Si hay algo que el mundo podría utilizar más, es la bondad. Desde nuestros amigos y familiares hasta los extraños con los que nos cruzamos de camino al trabajo o en el supermercado, hay algo que decir para mostrar calidez y cuidado en nuestras acciones diarias. He aquí por qué todos deberíamos ser más amables con todos los que conocemos:



Ser amable se siente bien.

Si se siente deprimido, un acto de bondad puede ser un estímulo inmediato. Los estudios han demostrado que ser amable puede hacerte más feliz. Retribuir a otra persona, incluso en pequeña medida, puede darle ese impulso emocional que podría necesitar para pasar el día.

Lo que se siembra de recoge.

Si eres amable con alguien, lo más probable es que te devuelvan el favor en algún momento u otro. Si bien esta no debería ser la motivación detrás de su amabilidad, poner cosas buenas en el mundo a menudo fomenta más de lo mismo.

La bondad es contagiosa.

Cuando eres amable con alguien, lo haces más feliz. Cuando alguien es más feliz, tiende a ser más amable con los demás, lo que hace que ellos más feliz también. ¡Y el ciclo sigue y sigue y sigue! Tu único acto de bondad podría generar ondas que ni siquiera puedes imaginar.
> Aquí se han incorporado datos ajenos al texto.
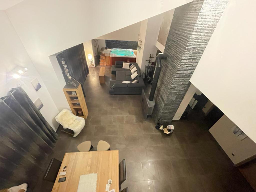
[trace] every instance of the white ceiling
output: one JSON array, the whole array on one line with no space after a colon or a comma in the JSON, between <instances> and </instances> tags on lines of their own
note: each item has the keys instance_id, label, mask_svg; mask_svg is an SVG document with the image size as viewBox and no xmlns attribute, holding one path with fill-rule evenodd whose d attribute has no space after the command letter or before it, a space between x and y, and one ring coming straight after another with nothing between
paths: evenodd
<instances>
[{"instance_id":1,"label":"white ceiling","mask_svg":"<svg viewBox=\"0 0 256 192\"><path fill-rule=\"evenodd\" d=\"M0 0L0 10L5 10L24 0Z\"/></svg>"}]
</instances>

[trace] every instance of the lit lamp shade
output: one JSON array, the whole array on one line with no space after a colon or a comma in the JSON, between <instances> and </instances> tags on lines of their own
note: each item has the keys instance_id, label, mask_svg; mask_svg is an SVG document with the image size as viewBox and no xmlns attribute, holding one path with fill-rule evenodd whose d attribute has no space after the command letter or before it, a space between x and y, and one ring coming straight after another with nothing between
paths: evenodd
<instances>
[{"instance_id":1,"label":"lit lamp shade","mask_svg":"<svg viewBox=\"0 0 256 192\"><path fill-rule=\"evenodd\" d=\"M92 59L92 55L91 54L88 54L87 55L88 59L89 60Z\"/></svg>"}]
</instances>

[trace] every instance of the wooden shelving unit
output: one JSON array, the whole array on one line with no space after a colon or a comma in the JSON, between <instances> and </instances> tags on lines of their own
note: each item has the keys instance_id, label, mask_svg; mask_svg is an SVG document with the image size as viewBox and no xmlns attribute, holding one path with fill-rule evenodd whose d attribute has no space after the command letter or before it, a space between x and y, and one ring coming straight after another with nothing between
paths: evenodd
<instances>
[{"instance_id":1,"label":"wooden shelving unit","mask_svg":"<svg viewBox=\"0 0 256 192\"><path fill-rule=\"evenodd\" d=\"M81 84L77 81L75 82L77 85L76 87L74 87L72 84L67 84L63 88L62 90L65 94L70 109L73 114L84 119L87 118L88 115L88 110L87 109L86 103L85 102L84 97L83 96L83 90L82 89ZM73 95L72 92L74 91L76 95ZM75 99L77 98L78 99ZM79 103L80 105L77 105L75 103ZM78 111L79 110L82 110L82 115L78 115Z\"/></svg>"}]
</instances>

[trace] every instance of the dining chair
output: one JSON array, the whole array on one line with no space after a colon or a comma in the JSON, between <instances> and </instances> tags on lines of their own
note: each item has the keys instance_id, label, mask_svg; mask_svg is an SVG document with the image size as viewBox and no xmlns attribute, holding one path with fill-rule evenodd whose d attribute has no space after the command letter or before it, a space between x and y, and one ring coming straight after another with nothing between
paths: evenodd
<instances>
[{"instance_id":1,"label":"dining chair","mask_svg":"<svg viewBox=\"0 0 256 192\"><path fill-rule=\"evenodd\" d=\"M43 179L54 183L62 163L61 161L55 158L52 158L45 174Z\"/></svg>"},{"instance_id":2,"label":"dining chair","mask_svg":"<svg viewBox=\"0 0 256 192\"><path fill-rule=\"evenodd\" d=\"M77 146L77 149L80 152L88 152L92 149L93 148L93 146L91 144L90 141L87 141L81 143Z\"/></svg>"},{"instance_id":3,"label":"dining chair","mask_svg":"<svg viewBox=\"0 0 256 192\"><path fill-rule=\"evenodd\" d=\"M121 188L121 185L126 180L126 169L125 160L123 159L119 164L119 188Z\"/></svg>"},{"instance_id":4,"label":"dining chair","mask_svg":"<svg viewBox=\"0 0 256 192\"><path fill-rule=\"evenodd\" d=\"M120 192L129 192L128 191L128 187L126 187L124 189Z\"/></svg>"},{"instance_id":5,"label":"dining chair","mask_svg":"<svg viewBox=\"0 0 256 192\"><path fill-rule=\"evenodd\" d=\"M101 151L110 151L110 145L108 142L104 141L101 140L99 142L97 146L97 150Z\"/></svg>"}]
</instances>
La bondad puede cambiar vidas.

Puede parecer un pequeño gesto, pero a veces son las cosas más pequeñas las que pueden marcar la mayor diferencia. Ser amable no solo podría cambiar una vida, también podría salvarla, lo cual es una razón más para hacerlo.

La bondad es gratis.

Puede pensar que no puede ser generoso porque tal vez no tenga mucho dinero en efectivo, pero la bondad no necesariamente requiere dinero. La bondad es un estado mental. No cuesta nada. Puede ser una sonrisa y una conversación con el cajero del supermercado, un cumplido para alguien en el trabajo o hacer un esfuerzo adicional para aliviar la carga de un colega.